Brain organoid technology is currently a powerful model for studying nervous system development and disease, but the lack of neural circuits limits its development. In this blockbuster study in Nature, the researchers spent seven years developing the t-hCO brain organoid system and demonstrated that it can participate in brain neural circuits in vivo to modulate neuronal activity and behavioral responses in rats.

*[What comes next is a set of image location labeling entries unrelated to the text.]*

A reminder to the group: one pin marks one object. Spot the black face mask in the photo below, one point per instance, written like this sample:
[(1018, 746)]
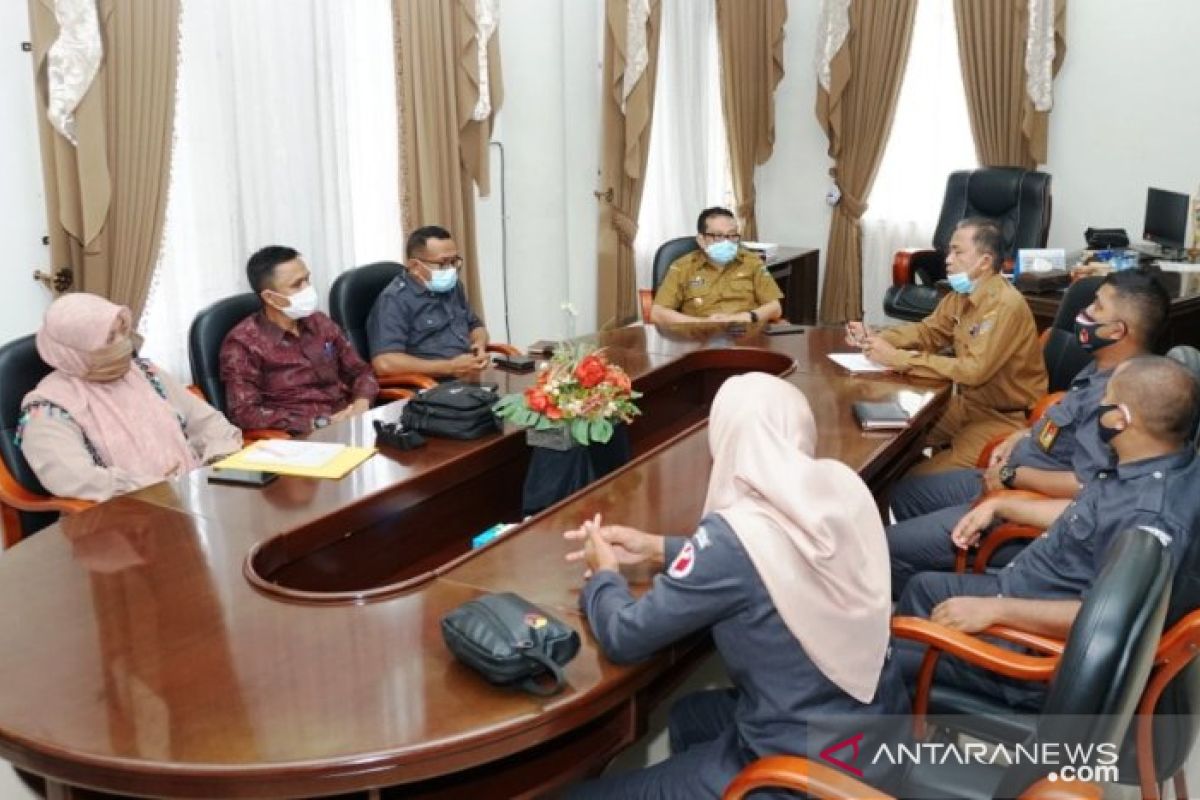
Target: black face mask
[(1087, 337), (1107, 433)]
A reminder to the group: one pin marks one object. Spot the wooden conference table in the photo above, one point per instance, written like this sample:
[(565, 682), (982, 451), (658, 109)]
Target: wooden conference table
[(195, 639)]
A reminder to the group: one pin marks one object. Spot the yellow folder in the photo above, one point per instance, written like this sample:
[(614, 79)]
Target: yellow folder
[(335, 467)]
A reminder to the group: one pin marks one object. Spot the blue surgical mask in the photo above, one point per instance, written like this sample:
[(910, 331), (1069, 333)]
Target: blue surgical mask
[(443, 281), (960, 282), (721, 252)]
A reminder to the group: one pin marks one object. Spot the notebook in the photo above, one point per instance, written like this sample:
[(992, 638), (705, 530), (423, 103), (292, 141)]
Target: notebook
[(881, 416)]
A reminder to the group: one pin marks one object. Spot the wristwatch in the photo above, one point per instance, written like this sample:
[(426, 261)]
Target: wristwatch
[(1008, 475)]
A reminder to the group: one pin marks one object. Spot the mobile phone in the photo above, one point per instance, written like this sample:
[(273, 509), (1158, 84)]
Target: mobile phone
[(515, 362), (781, 329), (241, 476)]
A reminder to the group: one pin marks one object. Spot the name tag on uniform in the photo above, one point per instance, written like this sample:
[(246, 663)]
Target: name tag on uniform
[(1049, 435)]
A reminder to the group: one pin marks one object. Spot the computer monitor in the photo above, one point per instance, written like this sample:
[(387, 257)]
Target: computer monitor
[(1167, 218)]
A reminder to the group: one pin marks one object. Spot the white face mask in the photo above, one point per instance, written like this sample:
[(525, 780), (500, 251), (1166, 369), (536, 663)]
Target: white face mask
[(300, 305)]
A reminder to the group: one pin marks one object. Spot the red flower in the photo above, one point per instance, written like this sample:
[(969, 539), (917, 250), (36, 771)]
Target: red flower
[(537, 400), (591, 372)]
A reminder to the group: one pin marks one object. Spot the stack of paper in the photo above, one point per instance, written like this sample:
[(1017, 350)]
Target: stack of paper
[(303, 458)]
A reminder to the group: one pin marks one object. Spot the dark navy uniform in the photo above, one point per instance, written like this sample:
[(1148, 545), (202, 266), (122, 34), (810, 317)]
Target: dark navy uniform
[(928, 506), (409, 318), (1157, 495), (712, 583)]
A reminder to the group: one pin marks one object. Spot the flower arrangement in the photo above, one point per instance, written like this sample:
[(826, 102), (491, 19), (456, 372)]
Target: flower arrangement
[(577, 390)]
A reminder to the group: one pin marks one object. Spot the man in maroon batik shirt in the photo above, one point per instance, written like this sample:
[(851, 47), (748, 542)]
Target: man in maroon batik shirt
[(289, 366)]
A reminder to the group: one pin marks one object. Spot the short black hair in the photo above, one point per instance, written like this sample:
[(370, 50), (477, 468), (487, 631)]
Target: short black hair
[(1143, 293), (708, 214), (419, 238), (261, 266), (987, 238), (1162, 392)]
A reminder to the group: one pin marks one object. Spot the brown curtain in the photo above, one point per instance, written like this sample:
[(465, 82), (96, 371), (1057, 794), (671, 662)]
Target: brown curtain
[(750, 37), (857, 115), (625, 143), (443, 150), (107, 198), (1008, 131)]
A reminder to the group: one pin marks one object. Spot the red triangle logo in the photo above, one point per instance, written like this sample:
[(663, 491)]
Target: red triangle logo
[(827, 753)]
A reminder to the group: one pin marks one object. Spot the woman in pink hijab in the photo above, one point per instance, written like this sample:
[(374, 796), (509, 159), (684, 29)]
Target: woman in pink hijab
[(106, 422), (790, 573)]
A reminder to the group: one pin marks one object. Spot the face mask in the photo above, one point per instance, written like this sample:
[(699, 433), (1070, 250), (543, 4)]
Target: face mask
[(1086, 335), (721, 252), (300, 305), (960, 282), (1107, 433), (442, 281)]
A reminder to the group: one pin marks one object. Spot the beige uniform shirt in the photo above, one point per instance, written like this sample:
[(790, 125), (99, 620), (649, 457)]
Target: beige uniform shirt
[(997, 358), (695, 287)]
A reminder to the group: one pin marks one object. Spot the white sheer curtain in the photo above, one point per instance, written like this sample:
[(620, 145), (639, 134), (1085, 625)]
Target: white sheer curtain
[(688, 168), (285, 134), (930, 138)]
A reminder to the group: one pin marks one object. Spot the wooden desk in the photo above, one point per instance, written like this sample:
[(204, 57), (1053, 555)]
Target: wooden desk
[(795, 270), (141, 657)]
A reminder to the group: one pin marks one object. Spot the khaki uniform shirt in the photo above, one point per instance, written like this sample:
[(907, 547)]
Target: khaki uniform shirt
[(997, 358), (695, 287)]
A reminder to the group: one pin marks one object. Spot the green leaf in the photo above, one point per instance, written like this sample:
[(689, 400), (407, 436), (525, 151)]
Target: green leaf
[(580, 431), (600, 431)]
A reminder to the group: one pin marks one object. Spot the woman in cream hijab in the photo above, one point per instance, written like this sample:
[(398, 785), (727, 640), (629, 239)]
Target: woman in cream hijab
[(106, 422), (789, 571)]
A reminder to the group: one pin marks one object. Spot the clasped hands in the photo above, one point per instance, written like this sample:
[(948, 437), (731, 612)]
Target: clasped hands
[(873, 346), (606, 547)]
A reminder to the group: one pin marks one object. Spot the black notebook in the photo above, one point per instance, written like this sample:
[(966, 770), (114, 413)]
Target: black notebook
[(881, 416)]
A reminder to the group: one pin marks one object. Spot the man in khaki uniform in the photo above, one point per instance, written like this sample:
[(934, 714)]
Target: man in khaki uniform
[(996, 365), (719, 282)]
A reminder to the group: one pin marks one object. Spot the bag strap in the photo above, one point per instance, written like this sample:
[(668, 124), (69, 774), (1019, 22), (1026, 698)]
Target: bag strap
[(532, 685)]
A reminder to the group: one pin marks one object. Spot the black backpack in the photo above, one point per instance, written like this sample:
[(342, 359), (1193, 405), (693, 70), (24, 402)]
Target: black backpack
[(454, 409)]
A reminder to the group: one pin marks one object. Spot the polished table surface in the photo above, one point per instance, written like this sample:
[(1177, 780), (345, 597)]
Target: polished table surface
[(195, 639)]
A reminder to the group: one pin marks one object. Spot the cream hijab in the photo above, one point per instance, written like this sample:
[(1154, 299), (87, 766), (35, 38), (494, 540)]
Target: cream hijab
[(810, 527), (131, 426)]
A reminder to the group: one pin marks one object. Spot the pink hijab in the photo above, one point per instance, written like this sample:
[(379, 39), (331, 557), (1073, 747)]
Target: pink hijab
[(126, 419), (810, 527)]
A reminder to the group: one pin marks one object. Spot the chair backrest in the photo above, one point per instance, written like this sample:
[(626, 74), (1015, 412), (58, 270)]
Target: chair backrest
[(1108, 656), (1062, 354), (207, 335), (667, 253), (353, 295), (1018, 199), (21, 370)]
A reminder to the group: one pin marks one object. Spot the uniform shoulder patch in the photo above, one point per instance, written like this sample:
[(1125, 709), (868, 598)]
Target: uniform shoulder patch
[(683, 563)]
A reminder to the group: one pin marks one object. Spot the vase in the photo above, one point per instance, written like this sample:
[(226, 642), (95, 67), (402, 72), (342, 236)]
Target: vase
[(559, 465)]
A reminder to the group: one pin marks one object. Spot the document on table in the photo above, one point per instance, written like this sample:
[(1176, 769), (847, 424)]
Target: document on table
[(303, 458), (856, 362)]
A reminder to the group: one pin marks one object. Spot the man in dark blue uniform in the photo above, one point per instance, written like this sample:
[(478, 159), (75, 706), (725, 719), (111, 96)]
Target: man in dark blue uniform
[(421, 322), (1147, 416), (1060, 453)]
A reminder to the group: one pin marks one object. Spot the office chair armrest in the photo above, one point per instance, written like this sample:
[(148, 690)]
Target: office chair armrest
[(411, 379), (646, 299), (906, 262), (501, 347), (802, 775), (1043, 644)]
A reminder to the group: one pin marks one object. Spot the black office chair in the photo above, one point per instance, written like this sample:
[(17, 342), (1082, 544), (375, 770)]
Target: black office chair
[(204, 340), (25, 506), (1018, 199), (353, 295), (1091, 698)]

This study also has the following two shortcomings: First, due to species and brain space-time differences, even early organoid brain implants cannot fully simulate the development of human brain neural circuits. Second, the factors that affect neural circuit connections in transplanted organoids still need to be determined. These are scientific problems that need to be overcome in the future. This study provides ideas for the development of cerebral organoid technology, and also provides a new model for in vitro research, drug development and treatment strategy design for neurological diseases such as Timothy Syndrome (TS).